MySQL Architecture and Indexing Strategies

At Verpex Solutions Pty Ltd, we believe that application performance is dictated by the database. No amount of compute power or horizontal scaling at the application layer can compensate for a poorly architected data layer.

1. The Philosophy of the Index

An index is not a silver bullet. Every index created speeds up SELECT operations but imposes a penalty on INSERT, UPDATE, and DELETE operations because the index tree must be rebuilt.

The Verpex Standard

  • Never index every column.
  • Index columns only if they are frequently used in WHERE, JOIN, ORDER BY, or GROUP BY clauses.
  • Prioritize indexing columns with high cardinality (a high number of unique values). Indexing a boolean column like is_active is generally an anti-pattern as it forces the database to scan large portions of the index anyway.

2. Mastering the InnoDB Clustered Index

In MySQL (InnoDB), the primary key is the clustered index.
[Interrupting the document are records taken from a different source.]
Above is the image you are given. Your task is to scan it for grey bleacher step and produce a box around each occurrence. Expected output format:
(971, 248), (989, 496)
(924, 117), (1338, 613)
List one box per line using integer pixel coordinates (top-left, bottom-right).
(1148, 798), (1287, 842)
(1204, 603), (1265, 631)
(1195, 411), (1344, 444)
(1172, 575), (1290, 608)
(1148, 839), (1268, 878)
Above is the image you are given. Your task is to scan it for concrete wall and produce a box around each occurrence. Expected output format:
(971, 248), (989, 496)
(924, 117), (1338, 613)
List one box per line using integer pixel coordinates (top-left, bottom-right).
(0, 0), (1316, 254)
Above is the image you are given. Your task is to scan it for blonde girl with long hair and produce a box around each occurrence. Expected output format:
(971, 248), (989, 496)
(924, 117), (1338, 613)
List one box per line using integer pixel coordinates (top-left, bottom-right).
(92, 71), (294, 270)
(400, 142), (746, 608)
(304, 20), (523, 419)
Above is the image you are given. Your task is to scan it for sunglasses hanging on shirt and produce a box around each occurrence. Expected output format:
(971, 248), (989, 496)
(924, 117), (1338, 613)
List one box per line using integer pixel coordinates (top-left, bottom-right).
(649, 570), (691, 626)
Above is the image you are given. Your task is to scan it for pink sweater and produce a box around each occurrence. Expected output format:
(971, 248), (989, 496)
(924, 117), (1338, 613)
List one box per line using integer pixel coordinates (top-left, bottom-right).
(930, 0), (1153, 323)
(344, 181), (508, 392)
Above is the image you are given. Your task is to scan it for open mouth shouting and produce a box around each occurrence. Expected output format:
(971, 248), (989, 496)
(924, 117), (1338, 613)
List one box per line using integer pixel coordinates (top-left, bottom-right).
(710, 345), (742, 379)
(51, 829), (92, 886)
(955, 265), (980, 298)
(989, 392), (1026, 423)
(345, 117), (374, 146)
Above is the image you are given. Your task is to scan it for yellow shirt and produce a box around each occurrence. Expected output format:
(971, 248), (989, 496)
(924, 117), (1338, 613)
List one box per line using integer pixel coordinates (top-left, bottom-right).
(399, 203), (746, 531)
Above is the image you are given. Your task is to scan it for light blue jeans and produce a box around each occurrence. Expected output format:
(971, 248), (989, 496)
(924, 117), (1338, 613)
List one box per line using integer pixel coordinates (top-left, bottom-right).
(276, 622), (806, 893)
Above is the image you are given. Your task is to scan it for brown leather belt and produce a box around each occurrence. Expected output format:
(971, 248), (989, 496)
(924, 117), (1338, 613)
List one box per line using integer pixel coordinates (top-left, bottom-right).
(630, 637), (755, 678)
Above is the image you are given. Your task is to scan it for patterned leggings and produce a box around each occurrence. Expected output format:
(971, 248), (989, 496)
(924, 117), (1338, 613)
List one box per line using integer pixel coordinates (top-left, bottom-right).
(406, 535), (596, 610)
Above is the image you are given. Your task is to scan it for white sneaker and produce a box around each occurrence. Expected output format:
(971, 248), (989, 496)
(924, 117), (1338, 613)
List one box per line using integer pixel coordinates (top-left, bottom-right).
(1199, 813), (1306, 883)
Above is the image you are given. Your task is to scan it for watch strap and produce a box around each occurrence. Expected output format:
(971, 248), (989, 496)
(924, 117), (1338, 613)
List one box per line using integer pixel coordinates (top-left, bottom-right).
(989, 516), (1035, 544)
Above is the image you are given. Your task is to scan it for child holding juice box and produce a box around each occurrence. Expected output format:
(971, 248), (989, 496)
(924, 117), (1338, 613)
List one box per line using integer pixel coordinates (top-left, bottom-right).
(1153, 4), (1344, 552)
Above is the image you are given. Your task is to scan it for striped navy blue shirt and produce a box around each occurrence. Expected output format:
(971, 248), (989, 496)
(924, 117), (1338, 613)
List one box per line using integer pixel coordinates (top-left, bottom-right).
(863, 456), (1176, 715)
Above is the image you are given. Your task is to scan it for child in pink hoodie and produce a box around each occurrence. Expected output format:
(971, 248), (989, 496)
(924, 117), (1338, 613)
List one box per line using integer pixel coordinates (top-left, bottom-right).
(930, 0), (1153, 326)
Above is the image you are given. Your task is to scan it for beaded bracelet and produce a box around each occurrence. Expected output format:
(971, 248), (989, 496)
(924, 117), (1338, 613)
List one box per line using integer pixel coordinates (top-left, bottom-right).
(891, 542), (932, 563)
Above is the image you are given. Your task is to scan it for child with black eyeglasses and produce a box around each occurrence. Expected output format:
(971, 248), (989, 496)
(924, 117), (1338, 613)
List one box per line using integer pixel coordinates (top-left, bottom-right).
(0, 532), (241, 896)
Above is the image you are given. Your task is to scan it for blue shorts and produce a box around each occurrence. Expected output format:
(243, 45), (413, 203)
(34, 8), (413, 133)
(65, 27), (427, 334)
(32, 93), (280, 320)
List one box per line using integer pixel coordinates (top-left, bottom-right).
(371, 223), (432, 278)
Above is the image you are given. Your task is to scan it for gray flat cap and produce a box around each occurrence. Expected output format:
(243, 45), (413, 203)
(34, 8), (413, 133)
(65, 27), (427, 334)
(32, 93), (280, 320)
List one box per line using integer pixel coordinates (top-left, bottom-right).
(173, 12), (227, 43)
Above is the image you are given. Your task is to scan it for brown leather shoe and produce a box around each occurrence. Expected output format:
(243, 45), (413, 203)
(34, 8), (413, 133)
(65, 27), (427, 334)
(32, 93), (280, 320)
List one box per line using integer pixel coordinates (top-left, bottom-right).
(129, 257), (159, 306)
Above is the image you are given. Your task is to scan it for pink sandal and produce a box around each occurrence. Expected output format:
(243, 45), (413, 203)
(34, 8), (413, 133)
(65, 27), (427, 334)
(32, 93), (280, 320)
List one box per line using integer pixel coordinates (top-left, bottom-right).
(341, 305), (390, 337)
This means the actual row data is stored in the leaf nodes of the primary key index. All secondary indexes point back to the primary key, not the physical row.

The Verpex Standard

  • Use sequential integers for Primary Keys: We strongly prefer BIGINT AUTO_INCREMENT for primary keys. Sequential inserts prevent page fragmentation in the B-Tree structure.
  • Handle UUIDs with care: If a UUID is strictly required for distributed system uniqueness or security, we store it as a BINARY(16) rather than a VARCHAR(36) to save space and improve comparison speed. We still maintain an internal, auto-incrementing BIGINT as the actual primary key to keep the clustered index highly optimized.

3. Composite Indexes and the Leftmost Prefix Rule

When querying against multiple columns, a composite index is vastly superior to multiple single-column indexes. However, MySQL evaluates composite indexes strictly from left to right. If you create an index on (tenant_id, status, created_at):

  • A query filtering by tenant_id and status will use the index.
  • A query filtering by tenant_id only will use the index.
  • A query filtering by status only will bypass the index entirely, resulting in a full table scan.

The Verpex Standard

Always order composite index columns by equality first, then ranges. Place the most heavily queried and highest cardinality columns on the far left of the index definition.

4. Bridging the ORM Gap (Spring Boot & Hibernate)

Object-Relational Mapping tools are excellent for developer velocity but are the primary cause of enterprise database bottlenecks if left unchecked. The N+1 query problem is the most common silent killer of application efficiency.

The Verpex Standard

  • We rely on Spring Boot and Hibernate for rapid application development, but we actively profile the generated SQL.
  • Use JOIN FETCH or @EntityGraph in Spring Data JPA repositories to eagerly load required relationships in a single optimized query.
  • We never allow developers to rely on default ORM schema generation (spring.jpa.hibernate.ddl-auto=update) in production environments. All database migrations and index creations are strictly version-controlled using tools like Flyway or Liquibase.

5. Mandatory Query Profiling

We do not guess why a system is slow. We measure it. Every slow query identified in our AWS RDS performance insights must be run through the MySQL EXPLAIN statement before any code refactoring begins.

EXPLAIN SELECT id, first_name, last_name
FROM users
WHERE tenant_id = 405 AND last_login > '2026-01-26';

The Verpex Standard

Engineers must ensure that the type column in the EXPLAIN output avoids ALL (full table scans) and that the key column confirms the correct index is being utilized.